Saturday, 5 June 2010

Living in a Cave - Eurovision



It makes sense that so much of Britain’s TV comes from overseas; when we’re left to our own devices, we make things like Come Dine with Me (essentially a show where you watch people eat round each other’s houses) and that comedy programme - you know, the one where Jeremy Kyle makes fat people cry.

But luckily we live right next to Europe, the land of Versace, Ikea, and the Crazy Frog. The quality might be mixed, but those wacky mainland Europeans can be a lot of fun - and that’s why I like to think I’m not the only man in Britain who, once a year, prints out a scorecard, locks his testicles away in a desk drawer, and sits down to watch the Eurovision Song Contest.

I’m not ashamed (I’m a little ashamed) to tell you just how much I love it; for one night of the year, I discover countries I didn’t realise were actually in Europe (Israel, Azerbaijan, Spain), I marvel at how recently the 80’s seem to have arrived in Moldova, and I gasp at the size of the Armenian entrant’s breasts (really big).

It might all be cheesier than an episode of Glee, but that’s the reason it’s so much fun. We as a nation aren’t above it all either; every year we enter, and every year the rest of Europe puts us in our place. This year Serbia fielded an entry with a singer that looked like a cross between an Afghan hound and H from Steps that had melted under the hot studio lights - and they still finished twelve places above us.
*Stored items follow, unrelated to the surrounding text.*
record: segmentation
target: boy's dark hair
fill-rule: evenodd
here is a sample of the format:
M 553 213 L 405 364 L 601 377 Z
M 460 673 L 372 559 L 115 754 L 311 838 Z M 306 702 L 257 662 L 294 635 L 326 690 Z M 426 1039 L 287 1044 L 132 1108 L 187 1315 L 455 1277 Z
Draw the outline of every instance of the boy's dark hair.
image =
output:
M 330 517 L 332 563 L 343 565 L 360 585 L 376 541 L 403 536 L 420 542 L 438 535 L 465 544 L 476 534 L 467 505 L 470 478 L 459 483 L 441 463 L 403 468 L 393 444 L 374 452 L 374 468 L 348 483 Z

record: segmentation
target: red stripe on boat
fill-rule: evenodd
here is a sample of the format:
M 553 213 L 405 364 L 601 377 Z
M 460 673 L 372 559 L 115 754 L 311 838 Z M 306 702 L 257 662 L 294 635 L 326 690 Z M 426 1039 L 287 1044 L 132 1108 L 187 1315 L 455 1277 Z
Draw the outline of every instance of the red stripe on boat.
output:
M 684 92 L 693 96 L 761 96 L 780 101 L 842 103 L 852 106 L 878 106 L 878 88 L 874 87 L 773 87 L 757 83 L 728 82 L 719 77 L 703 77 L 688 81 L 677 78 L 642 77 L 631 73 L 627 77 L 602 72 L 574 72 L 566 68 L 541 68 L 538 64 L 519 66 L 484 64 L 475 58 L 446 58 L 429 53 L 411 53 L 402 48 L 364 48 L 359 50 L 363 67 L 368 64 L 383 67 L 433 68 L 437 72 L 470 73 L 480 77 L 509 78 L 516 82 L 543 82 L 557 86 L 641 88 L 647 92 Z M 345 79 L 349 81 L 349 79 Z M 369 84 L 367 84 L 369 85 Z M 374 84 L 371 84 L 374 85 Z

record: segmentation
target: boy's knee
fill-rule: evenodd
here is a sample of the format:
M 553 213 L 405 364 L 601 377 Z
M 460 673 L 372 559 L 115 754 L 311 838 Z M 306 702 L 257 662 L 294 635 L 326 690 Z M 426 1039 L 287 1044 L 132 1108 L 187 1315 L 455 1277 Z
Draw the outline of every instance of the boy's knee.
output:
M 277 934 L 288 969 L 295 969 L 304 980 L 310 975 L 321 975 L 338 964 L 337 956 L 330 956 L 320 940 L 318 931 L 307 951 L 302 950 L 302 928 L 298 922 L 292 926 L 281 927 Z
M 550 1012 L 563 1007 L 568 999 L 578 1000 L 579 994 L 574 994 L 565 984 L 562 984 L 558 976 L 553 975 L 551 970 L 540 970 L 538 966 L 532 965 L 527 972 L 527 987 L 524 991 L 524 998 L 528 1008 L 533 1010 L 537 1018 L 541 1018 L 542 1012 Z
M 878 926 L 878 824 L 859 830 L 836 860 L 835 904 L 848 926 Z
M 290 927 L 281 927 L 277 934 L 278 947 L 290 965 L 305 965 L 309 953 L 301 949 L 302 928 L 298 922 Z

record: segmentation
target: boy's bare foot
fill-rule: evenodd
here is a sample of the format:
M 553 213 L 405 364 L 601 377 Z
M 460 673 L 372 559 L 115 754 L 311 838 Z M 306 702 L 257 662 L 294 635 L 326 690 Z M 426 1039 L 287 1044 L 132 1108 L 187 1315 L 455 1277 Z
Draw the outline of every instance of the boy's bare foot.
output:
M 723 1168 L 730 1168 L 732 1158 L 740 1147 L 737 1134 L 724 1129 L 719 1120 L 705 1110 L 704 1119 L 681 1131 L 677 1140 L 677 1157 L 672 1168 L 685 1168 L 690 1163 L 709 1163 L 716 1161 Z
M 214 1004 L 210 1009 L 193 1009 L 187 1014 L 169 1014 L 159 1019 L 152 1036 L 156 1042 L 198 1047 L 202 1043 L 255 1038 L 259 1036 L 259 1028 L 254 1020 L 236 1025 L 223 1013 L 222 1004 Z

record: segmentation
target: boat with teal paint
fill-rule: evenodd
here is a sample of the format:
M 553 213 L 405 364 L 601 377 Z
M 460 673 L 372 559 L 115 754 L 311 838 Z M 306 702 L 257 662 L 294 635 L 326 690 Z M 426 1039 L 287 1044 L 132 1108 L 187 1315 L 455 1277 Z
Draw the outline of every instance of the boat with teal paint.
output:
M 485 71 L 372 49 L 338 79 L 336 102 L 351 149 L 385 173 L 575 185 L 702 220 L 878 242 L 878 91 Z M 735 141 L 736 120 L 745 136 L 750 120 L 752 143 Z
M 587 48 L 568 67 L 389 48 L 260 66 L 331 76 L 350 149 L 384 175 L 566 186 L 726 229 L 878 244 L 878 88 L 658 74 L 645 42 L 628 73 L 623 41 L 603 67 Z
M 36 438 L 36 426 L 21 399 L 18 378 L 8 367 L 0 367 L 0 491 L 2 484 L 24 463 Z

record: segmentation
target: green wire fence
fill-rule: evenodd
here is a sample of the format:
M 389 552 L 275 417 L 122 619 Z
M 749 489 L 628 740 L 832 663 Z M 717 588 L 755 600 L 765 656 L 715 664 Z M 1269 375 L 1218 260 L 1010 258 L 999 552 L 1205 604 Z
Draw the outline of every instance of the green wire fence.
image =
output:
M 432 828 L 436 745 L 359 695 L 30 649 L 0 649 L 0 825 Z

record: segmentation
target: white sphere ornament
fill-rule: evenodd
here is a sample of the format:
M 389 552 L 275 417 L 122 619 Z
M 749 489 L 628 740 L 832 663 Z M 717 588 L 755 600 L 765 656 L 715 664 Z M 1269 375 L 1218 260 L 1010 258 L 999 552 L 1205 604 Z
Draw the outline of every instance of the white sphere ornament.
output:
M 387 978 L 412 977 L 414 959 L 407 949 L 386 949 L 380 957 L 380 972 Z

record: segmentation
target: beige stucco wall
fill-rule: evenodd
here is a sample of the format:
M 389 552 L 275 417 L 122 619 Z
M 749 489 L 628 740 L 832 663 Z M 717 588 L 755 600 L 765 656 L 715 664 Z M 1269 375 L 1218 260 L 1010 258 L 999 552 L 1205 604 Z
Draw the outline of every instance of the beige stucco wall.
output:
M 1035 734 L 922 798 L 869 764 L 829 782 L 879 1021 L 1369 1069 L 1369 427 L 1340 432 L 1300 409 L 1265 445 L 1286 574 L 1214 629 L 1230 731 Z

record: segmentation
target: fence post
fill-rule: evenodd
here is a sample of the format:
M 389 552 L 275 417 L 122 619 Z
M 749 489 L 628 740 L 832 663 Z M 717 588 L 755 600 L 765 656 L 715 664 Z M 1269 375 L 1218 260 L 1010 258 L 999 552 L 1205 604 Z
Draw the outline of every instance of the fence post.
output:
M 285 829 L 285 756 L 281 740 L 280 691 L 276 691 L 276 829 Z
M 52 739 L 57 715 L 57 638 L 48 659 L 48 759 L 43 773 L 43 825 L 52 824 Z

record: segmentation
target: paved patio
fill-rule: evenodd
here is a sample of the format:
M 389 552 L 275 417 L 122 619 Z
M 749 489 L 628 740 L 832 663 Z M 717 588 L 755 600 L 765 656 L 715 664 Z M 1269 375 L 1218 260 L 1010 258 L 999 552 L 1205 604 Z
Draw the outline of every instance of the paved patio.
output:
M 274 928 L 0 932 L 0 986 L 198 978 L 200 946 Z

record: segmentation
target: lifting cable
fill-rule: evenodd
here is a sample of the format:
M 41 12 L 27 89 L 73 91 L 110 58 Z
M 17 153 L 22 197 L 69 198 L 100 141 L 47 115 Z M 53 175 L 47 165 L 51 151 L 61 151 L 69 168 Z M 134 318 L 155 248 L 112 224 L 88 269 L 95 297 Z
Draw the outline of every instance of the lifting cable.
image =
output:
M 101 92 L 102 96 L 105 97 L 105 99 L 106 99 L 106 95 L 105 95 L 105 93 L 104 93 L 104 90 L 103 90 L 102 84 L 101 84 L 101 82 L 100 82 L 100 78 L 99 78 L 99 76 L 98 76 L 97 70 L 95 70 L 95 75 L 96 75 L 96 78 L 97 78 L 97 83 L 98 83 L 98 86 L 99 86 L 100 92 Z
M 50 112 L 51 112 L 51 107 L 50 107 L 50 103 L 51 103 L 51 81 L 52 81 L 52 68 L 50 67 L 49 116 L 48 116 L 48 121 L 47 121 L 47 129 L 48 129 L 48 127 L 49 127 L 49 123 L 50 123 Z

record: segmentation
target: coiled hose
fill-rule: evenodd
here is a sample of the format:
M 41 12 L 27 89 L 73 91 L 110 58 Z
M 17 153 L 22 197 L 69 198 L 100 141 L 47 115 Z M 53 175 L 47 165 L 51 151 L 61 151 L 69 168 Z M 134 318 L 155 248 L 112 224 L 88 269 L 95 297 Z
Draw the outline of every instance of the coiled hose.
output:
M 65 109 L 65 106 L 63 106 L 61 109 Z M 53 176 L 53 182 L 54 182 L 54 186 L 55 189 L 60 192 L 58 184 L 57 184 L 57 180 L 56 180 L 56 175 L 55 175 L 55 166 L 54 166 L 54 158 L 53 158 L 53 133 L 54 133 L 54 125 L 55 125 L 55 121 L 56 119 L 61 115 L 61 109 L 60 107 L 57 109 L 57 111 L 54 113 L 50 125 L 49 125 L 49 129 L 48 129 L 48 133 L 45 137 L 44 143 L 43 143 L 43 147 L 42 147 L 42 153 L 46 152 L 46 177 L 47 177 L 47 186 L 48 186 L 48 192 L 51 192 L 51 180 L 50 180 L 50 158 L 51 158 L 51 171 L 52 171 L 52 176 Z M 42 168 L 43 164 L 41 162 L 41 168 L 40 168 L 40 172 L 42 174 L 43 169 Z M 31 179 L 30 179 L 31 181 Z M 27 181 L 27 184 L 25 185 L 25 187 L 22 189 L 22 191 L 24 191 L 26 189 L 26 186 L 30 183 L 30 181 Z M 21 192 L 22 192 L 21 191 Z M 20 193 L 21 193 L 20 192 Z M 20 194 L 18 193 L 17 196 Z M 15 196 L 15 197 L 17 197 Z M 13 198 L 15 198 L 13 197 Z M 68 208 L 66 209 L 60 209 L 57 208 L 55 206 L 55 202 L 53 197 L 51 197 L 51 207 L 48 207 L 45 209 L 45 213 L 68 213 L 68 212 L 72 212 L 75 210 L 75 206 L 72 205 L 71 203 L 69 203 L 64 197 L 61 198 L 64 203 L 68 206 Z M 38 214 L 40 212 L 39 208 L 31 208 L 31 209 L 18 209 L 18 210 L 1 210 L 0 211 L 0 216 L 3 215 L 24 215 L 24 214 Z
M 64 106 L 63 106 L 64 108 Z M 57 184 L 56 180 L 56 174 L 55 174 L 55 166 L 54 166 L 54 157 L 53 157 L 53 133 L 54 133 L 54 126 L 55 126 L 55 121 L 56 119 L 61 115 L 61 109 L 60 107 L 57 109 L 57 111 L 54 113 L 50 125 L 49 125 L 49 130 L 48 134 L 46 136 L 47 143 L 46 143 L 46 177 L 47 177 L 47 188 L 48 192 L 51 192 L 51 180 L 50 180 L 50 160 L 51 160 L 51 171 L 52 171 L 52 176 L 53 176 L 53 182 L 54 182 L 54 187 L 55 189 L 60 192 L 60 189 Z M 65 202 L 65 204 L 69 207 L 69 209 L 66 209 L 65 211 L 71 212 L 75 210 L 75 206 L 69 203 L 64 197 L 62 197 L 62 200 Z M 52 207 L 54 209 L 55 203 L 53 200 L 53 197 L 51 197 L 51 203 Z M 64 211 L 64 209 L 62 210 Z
Each year the host nation puts on an interval show, which takes place while the votes are counted so the audience doesn’t have time to realise how much of a pointless waste of life the whole thing is. Every year sees something bigger and weirder than the rest; last year, Russia confused everyone by lowering weird dancers-in-birthing-pools from the ceiling onto a fairly freaked out audience. This year it was Norway’s turn, and they decided on a flashmob, with thousands of people all around Europe doing the same dance at the same time.
I was blown away by how wonderful and unstaged it all looked, but then stumbled across some YouTube videos of the rehearsals where I could hear someone off-screen barking orders, as hundreds of terrified Lithuanian performing arts students danced falteringly, their stitched smiles masking their terror. One girl at the side stumbled slightly and fell to the floor, but did anybody help her? Of course not. This is Eurovision.

Ignoring the slightly sinister facts behind the big European Flashmob Extravaganza (that I in no way made up), it was really well done. Eurovision is known for being tacky and tasteless, but Norway managed to find a way to make the event look vaguely classy, and the big dance was a nice way of bringing all the competing nations together.
So, to conclude, it was the most awesomest thing in the history of the world, and anyone who doesn’t like the Eurovision Song Contest is just wrong and clearly has no heart.

Finally, since I’m (hopefully) graduating in July, this is my last column. Thanks for having me, and to any Glee fans I offended, I apologise. And if you’re a fan of Twilight... I’m not sorry.